The very consciousness, I should suppose, that our destinies,
our hopes, our objects, our cares--in short, our joys and sorrows, are
identical and mutual, to be shared with and by each other, and that
all those delightful interchanges of a thousand nameless offices of
tenderness that spring up from the on-going business of our own
peculiar life--these alone, I can very well imagine, would constitute
an enjoyment far higher, purer, holier, than mere romantic love. Then,
papa, surely we are not to live solely for ourselves. There are the
miseries and wants of others to be lessened or relieved, calamity to
be mitigated, the pale and throbbing brow of sickness to be cooled, the
heart of the poor and neglected to be sustained and cheered, and the
limbs of the weary to be clothed and rested.
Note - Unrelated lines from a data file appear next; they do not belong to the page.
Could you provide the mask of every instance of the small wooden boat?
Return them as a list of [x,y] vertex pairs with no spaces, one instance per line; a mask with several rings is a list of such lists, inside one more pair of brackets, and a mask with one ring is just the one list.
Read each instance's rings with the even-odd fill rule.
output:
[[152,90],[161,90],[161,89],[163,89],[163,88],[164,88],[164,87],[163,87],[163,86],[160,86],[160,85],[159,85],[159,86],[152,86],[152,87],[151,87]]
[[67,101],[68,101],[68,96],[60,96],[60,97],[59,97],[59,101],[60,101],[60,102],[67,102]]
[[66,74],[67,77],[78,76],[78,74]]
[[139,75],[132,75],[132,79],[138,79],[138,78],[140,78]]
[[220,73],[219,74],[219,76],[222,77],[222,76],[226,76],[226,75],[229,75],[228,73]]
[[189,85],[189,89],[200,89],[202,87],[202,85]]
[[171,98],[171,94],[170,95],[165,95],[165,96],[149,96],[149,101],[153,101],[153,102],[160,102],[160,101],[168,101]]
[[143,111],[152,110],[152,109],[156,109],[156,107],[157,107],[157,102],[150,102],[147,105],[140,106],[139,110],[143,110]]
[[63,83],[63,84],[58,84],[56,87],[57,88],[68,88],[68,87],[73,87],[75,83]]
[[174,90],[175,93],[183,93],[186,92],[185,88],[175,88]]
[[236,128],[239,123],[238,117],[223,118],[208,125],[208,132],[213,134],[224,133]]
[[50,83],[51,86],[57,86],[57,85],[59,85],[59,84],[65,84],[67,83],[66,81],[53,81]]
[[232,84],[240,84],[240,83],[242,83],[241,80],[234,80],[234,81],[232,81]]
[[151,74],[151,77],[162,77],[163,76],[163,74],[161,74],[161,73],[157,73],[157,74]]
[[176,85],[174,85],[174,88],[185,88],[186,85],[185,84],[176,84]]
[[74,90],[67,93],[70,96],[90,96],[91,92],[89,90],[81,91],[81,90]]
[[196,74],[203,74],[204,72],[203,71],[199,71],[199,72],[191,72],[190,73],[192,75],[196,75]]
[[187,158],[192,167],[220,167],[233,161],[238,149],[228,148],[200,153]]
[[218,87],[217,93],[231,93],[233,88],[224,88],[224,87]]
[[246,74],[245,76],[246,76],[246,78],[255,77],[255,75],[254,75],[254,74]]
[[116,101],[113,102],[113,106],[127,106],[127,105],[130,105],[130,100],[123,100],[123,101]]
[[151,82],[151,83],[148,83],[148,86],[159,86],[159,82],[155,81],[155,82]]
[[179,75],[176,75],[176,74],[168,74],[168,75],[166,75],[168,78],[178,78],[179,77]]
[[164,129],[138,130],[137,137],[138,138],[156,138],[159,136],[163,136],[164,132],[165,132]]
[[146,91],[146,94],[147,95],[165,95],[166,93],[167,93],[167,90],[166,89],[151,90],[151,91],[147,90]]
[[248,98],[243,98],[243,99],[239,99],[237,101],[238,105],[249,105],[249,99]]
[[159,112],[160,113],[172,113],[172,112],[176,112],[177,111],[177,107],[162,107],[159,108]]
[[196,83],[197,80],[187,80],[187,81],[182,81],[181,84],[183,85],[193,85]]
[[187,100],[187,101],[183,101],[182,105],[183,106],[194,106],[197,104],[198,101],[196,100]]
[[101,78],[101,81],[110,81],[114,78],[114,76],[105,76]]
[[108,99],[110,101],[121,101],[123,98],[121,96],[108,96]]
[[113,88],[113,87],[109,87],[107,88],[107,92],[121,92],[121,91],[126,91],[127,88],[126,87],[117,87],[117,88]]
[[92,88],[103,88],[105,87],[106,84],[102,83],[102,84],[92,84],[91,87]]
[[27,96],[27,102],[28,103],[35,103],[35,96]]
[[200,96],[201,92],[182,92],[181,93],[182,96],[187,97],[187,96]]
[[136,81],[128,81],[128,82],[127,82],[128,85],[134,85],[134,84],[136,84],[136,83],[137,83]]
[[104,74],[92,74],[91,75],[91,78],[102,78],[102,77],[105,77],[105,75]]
Why, papa," she proceeded,
her, dark eye kindling at the noble picture of human duty she had
drawn, "when we take into contemplation the delightful impression of two
persons going thus, hand in hand, through life, joining in the discharge
of their necessary duties, assisting their fellow-creatures, and
diffusing good wherever they go--each strengthening and reflecting the
virtues of the other, may we not well ask how they could look upon each
other without feeling the highest and noblest spirit of tenderness,
affection, and esteem?"
"O yes, I was right, Lucy; all romances, all imagination, all honeypot,
with a streak of treacle here and there for the shading," and, as he
spoke, he committed another felony in the disguise of a horse-laugh,
which, however, came only from the jaws out.